Über-, Unter- und Fehlversorgung. Immer mehr ist nicht immer besser!


Matthias Wächter, Oliver Kessler, Kathrin Jehle, Susanne Gedamke, Jonas Willisegger

Die Thematik der Über-, Unter- und Fehlversorgung ist untrennbar mit den gesetzlichen Rahmenbedingungen der Gesundheitsversorgung, den politisch-fachlichen Zielen, den zur Verfügung stehenden Ressourcen und der Rollengestaltung der wichtigsten Akteure verbunden. Darum wird in dieser Einführung zuerst eine Auslegeordnung der Governance und der staatlichen Steuerungsinstrumente vorgenommen und dabei erläutert, inwieweit die Auseinandersetzung mit dem Thema der Über-, Unter- und Fehlversorgung sowohl die Fachleute als auch die Bevölkerung zur Auseinandersetzung mit zentralen Fragen der Ausrichtung und Ziele der Gesundheitsversorgung führt.
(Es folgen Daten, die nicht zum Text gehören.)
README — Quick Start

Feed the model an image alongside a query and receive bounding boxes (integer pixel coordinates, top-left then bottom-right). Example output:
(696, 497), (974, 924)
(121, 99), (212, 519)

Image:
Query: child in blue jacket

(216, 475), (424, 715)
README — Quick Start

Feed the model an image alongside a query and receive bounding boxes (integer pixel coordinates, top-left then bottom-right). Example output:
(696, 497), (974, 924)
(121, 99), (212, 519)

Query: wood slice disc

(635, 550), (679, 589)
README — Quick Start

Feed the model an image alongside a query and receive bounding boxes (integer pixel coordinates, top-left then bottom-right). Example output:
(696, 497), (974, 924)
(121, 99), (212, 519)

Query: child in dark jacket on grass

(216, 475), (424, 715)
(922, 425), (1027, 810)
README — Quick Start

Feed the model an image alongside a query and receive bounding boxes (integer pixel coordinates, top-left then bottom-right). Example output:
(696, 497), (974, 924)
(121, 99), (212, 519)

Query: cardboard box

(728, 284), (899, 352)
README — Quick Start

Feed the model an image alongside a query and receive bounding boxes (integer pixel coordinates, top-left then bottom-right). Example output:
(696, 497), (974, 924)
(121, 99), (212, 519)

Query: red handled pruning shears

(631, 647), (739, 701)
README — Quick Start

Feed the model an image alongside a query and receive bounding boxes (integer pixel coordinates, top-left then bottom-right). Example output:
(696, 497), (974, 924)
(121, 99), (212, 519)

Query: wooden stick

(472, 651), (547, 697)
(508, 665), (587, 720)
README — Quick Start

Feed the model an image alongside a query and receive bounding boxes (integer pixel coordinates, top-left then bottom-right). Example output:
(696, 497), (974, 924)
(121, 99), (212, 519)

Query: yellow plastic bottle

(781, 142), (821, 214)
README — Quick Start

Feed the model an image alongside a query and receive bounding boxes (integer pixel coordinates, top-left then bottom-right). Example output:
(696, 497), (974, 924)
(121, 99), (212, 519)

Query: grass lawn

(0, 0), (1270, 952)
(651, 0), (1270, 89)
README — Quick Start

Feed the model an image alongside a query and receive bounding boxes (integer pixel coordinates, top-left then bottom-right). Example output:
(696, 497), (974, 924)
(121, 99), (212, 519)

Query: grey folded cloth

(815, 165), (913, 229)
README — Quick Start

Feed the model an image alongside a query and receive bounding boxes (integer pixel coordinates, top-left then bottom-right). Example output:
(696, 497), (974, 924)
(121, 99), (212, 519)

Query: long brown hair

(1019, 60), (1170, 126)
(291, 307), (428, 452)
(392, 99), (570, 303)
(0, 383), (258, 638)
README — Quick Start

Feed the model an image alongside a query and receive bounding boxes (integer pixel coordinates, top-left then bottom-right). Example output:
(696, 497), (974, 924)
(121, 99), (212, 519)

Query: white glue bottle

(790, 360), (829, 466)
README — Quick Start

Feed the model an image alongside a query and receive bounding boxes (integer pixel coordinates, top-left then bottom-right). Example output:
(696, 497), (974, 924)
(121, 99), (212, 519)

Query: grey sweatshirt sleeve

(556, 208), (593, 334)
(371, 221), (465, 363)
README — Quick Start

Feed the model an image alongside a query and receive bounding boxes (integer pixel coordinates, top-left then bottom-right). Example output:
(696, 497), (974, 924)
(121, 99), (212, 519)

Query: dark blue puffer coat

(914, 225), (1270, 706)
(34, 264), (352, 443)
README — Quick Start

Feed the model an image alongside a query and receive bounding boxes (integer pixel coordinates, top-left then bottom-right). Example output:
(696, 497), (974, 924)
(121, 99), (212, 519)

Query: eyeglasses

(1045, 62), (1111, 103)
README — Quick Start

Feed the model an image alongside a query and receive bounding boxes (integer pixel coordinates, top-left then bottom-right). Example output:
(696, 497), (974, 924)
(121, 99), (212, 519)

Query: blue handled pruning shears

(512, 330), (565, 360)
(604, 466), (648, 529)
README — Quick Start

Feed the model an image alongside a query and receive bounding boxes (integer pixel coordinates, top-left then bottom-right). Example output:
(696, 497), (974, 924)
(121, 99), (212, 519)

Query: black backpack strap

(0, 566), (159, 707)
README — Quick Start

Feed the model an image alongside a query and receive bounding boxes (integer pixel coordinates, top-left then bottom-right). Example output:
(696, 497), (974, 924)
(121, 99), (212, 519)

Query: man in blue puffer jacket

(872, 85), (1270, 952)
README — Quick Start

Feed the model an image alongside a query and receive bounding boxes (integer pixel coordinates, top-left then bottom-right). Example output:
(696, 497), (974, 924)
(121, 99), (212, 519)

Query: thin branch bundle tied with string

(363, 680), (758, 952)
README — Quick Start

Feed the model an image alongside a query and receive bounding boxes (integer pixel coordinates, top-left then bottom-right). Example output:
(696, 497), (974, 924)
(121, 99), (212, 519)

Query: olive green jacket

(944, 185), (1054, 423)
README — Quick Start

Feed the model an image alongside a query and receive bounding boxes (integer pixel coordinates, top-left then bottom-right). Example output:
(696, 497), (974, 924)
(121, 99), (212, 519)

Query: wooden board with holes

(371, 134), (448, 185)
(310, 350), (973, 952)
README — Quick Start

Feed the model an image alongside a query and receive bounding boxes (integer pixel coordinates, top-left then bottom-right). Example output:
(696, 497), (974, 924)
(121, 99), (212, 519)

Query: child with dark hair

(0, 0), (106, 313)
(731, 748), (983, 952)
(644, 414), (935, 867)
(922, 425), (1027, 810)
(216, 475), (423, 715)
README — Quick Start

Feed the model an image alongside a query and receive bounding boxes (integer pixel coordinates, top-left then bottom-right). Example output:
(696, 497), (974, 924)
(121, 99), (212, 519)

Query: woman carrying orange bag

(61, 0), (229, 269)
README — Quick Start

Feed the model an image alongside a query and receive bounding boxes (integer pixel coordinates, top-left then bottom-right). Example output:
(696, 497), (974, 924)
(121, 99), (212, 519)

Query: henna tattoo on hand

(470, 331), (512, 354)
Anschließend werden die Entwicklung der gesetzlichen Rahmenordnung in der Schweiz und die Besonderheiten des heutigen Modells des regulierten Wettbewerbs beschrieben. Nach einem kurzen Überblick über den Entwicklungsstand und ausgewählte Herausforderungen des schweizerischen Gesundheitssystems gehen wir auf die Referenz der bedarfsgerechten und wirtschaftlichen Versorgung als Grundlage der Definition von Über-, Unter- und Fehlversorgung ein. Angesichts der Bedeutung der Frage, mit welchen Maßnahmen auf welchen Ebenen der Über-, Unter- und Fehlversorgung wirkungsvoll begegnet werden kann, werden zuletzt die Steuerungslogik und die Handlungsspielräume im schweizerischen Modell des regulierten Wettbewerbs dargestellt.

Die Schweiz kennt auf nationaler Ebene kein eigenständiges Gesundheitsgesetz, welches die Ziele und Ausrichtung der Gesundheitsversorgung umfassend definiert. Das zentrale Steuerungsinstrument ist das Krankenversicherungsgesetz (KVG), welches Ziele wie Wirksamkeit, Zweckmäßigkeit, Wirtschaftlichkeit (WZW) oder Kosteneffizienz und Qualität der Leistungserbringung indirekt über die Ausgestaltung der Steuerungsmechanismen und Anforderungen auf der Ebene der Rahmenordnung umschreibt. Es bleibt den Kantonen und Gemeinden sowie den Verhandlungspartnern (Leistungserbringer und Krankenversicherer) überlassen, ergänzende inhaltliche und qualitative Ziele in kantonalen oder kommunalen Gesetzen, Verordnungen, Vereinbarungen und Leistungsaufträgen oder Tarif- und Leistungsverträgen auszuformulieren. Das schweizerische Gesundheitssystem ist föderalistisch geprägt und zugleich stark in Leistungsbereiche fragmentiert. Auf übergeordneter nationaler Ebene finden spezifischere Ziele ihren Niederschlag vor allem in Strategien (z.B. der nationalen Strategie Gesundheit 2020), strategischen Mehrjahresprogrammen (z.B. zu den Themen Palliative Care, Demenz, Gesundheit und Migration, koordinierte Versorgung chronischer Erkrankungen, Prävention von nicht übertragbaren Krankheiten), der Ausschreibung von Forschungs- und Evaluationsprogrammen bzw. -projekten (z.B. die nationalen Forschungsprogramme „Lebensende“ (NFP 67) und „Gesundheitsversorgung“ (NFP 74)) oder der Unterstützung nationaler Institutionen (z.B. Stiftung Gesundheitsförderung Schweiz, Nationaler Verein für Qualitätsentwicklung in Spitälern und Kliniken ANQ oder Stiftung für Patientensicherheit).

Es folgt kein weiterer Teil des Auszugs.